台湾人:「道教の廟や仏教のお寺へ入るときに、そんなことをしたことはありません。何もしないで門をくぐって、そのまま中へ入ります。私が知らないだけで、手水のような特別な儀式をするところがあるかもしれません。」
韓国人:「私は教会へ通っていましたが、そんなことはしませんでした。お寺にはほとんど行ったことがないのでよく分かりませんが、そんな話は聞いたことがありませんね。」
リトアニア人:「あります。私が通っていた教会では、入口に聖水が入った入れ物が置いてあって、信者はそれに指で触れて十字を切ってから中へ入っていました。」
カナダ人:「イスラム教でも、手水ように『ウドゥ』をします。モスクには洗い場が設置されているので、蛇口をひねって水で手や口、腕、足などを洗います。神(アッラー)は心と体が清潔な人間を喜ばれるので、信者は身体を浄化してからモスクに入ることになっています。」
ということで、彼らに聞いたかぎりでは、手水の文化は日本に近い台湾や韓国には無く、遠いキリスト教やイスラム教の世界にはある。

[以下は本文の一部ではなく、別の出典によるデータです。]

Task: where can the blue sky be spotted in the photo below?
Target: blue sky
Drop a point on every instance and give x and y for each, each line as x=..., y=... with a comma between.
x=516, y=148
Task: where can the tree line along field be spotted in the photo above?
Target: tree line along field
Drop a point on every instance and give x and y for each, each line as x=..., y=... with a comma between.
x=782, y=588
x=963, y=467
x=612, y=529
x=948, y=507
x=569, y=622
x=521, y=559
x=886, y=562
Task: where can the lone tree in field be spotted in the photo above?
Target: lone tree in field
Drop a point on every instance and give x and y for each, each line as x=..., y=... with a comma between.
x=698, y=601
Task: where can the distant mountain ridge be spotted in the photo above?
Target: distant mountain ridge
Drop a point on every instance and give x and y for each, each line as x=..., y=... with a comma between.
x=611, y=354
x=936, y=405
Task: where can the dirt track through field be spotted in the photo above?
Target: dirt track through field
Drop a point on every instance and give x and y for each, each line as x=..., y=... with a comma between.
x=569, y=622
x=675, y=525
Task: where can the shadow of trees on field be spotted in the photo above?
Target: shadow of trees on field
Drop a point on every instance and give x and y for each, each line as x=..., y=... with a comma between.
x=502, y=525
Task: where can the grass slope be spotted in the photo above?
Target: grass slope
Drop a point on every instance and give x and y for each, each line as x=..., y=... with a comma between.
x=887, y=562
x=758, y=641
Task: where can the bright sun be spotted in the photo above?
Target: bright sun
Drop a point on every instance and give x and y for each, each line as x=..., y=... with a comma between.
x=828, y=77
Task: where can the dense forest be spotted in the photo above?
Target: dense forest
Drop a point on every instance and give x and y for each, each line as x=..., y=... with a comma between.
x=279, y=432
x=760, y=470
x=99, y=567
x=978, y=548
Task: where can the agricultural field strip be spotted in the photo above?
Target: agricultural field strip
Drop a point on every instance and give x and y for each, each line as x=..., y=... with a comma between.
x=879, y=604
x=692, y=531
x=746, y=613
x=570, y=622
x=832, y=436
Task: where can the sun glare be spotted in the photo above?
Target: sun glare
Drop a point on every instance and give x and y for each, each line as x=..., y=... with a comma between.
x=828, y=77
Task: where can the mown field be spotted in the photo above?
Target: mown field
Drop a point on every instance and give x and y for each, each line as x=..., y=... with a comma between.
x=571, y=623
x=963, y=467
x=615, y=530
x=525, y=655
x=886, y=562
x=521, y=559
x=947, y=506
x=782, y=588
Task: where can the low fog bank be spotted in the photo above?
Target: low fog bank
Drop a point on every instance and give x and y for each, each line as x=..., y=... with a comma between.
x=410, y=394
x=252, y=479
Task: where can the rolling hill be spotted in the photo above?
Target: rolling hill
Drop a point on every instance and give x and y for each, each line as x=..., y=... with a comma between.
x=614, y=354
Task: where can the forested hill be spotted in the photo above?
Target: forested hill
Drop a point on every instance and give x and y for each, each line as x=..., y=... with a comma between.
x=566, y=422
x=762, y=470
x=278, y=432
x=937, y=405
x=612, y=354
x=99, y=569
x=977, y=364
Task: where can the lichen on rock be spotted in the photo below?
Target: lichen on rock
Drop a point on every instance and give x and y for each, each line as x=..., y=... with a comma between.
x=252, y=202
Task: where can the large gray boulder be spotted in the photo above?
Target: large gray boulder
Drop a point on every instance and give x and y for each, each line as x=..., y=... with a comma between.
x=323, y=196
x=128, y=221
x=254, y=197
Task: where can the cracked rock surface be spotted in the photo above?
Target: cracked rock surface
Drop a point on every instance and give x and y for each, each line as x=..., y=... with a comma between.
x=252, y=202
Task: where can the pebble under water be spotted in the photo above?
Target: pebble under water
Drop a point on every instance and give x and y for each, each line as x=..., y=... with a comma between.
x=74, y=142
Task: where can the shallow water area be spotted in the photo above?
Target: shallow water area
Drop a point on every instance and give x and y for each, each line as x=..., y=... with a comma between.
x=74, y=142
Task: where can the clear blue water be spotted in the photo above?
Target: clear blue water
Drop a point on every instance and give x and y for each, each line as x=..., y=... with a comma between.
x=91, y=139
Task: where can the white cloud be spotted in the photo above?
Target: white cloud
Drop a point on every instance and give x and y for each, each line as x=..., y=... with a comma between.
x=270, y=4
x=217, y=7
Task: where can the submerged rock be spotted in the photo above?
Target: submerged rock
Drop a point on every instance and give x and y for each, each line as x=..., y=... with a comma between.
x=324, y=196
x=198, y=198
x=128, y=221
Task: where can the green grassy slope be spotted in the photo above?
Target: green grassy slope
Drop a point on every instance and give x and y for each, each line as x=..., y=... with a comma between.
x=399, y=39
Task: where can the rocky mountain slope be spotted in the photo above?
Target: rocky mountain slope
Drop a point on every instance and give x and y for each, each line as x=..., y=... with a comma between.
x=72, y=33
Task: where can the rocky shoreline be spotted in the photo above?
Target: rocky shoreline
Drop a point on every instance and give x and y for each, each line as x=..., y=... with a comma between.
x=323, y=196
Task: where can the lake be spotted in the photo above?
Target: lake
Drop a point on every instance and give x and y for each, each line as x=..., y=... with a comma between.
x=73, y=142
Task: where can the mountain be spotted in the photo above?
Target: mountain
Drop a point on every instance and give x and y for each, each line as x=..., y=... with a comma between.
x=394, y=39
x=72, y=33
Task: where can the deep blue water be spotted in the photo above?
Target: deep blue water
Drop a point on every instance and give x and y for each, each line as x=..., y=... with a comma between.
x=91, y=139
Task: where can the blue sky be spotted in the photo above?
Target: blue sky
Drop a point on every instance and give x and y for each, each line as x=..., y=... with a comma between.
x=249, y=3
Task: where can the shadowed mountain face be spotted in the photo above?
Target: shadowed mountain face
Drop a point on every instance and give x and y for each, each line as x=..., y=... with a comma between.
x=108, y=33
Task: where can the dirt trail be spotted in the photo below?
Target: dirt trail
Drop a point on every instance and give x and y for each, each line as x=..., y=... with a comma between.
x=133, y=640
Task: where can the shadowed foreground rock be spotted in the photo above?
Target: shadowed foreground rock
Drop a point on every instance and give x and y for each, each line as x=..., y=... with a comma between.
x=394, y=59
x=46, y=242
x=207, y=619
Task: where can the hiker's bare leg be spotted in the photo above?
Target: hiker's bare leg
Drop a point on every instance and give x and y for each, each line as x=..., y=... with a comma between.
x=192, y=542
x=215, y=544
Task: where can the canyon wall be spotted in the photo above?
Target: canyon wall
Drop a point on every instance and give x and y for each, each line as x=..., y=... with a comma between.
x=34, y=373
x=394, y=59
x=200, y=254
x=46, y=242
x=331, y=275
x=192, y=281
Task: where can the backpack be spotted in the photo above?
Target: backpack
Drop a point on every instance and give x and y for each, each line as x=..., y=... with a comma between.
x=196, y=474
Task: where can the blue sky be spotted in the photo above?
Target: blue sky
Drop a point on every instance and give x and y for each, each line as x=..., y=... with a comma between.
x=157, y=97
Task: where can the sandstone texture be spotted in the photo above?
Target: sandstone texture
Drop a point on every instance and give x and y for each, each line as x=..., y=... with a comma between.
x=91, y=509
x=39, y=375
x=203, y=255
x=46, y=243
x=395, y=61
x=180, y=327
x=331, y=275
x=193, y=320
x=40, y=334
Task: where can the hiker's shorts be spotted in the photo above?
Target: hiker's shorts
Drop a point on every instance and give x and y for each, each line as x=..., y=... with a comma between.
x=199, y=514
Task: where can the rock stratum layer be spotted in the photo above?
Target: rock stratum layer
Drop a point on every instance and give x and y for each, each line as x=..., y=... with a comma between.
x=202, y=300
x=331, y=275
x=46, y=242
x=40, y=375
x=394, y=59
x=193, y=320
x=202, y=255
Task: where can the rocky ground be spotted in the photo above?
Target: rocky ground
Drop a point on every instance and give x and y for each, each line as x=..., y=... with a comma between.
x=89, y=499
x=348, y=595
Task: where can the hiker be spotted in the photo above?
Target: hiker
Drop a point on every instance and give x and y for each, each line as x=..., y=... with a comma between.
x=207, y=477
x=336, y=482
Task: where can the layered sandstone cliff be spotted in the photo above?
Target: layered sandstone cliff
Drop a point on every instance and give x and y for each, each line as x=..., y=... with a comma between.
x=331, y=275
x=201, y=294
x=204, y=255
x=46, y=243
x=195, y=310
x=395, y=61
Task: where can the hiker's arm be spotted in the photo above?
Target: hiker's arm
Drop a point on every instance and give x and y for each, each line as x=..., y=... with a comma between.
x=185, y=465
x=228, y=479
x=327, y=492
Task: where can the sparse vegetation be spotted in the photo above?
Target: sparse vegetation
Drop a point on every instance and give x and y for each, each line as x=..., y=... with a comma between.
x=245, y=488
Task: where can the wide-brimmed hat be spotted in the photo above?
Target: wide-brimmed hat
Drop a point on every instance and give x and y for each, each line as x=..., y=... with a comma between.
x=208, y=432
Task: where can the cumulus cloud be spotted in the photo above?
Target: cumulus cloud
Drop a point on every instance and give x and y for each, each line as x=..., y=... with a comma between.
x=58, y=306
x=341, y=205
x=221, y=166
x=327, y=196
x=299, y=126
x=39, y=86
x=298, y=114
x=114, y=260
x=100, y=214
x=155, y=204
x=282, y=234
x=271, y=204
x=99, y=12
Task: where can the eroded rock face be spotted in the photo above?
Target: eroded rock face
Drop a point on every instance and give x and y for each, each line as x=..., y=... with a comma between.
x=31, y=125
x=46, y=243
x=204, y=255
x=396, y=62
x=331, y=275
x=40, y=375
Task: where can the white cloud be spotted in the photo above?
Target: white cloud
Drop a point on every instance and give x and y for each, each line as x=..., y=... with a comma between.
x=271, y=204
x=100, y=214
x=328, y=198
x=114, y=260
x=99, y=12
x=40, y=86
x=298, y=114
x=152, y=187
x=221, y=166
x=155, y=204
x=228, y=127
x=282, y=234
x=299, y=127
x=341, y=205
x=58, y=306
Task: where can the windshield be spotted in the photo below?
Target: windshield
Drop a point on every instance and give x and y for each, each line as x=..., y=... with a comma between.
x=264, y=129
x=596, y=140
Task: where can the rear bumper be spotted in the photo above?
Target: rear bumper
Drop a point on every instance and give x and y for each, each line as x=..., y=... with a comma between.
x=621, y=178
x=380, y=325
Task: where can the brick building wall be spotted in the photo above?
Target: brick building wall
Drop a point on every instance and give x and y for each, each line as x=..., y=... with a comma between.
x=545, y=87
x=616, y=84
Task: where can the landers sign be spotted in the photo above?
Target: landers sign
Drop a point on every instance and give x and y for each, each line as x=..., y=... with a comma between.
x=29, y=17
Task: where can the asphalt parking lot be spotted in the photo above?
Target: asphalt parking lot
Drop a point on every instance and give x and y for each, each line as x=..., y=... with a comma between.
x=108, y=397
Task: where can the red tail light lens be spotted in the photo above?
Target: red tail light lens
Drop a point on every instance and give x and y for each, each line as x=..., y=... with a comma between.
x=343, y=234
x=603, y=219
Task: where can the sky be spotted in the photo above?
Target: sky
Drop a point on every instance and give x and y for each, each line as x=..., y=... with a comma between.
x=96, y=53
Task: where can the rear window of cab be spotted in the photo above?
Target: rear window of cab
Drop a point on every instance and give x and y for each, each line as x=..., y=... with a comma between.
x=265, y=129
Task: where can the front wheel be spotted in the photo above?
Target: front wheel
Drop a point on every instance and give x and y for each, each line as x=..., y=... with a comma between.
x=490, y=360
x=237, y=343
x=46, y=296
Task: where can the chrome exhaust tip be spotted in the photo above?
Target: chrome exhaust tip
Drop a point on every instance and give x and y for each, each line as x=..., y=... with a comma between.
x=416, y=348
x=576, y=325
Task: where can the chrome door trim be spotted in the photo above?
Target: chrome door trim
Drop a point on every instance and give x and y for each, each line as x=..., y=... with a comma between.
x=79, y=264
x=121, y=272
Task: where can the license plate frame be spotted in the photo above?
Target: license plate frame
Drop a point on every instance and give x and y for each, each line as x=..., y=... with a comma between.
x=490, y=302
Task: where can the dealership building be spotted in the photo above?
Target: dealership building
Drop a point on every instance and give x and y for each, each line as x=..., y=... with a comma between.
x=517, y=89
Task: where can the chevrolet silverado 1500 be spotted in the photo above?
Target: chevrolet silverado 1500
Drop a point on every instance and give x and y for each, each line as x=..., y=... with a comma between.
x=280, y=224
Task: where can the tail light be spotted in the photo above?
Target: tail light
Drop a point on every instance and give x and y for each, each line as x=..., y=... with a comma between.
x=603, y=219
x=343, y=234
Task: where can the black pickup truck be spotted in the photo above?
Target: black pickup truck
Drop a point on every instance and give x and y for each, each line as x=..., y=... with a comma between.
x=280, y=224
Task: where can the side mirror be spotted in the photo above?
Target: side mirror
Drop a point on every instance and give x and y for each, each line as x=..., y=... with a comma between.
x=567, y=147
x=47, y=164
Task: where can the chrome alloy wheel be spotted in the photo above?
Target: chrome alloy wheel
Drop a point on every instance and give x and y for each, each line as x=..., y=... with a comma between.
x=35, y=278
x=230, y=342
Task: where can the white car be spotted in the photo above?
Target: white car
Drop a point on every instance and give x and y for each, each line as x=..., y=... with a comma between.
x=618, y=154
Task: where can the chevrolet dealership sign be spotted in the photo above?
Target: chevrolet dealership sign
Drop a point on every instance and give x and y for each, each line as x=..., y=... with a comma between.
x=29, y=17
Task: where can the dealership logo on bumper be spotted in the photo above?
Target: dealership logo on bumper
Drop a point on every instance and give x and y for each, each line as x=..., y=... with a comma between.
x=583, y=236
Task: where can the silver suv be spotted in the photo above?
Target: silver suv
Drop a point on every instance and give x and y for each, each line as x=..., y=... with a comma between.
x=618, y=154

心身を清浄にしてから神仏に近づくという考え方は、インド生まれの仏教ではなく、日本生まれの神道の発想で、現在では神社にもお寺にも手水があって、日本の一般的な風習になっている。手水は日本独自の行為だから、台湾や韓国に無くてもおかしくない。
とはいえ、聖水でケガレを洗い流すという考えや行為は世界的にあり、手水はその一形態、日本バージョンということだろう。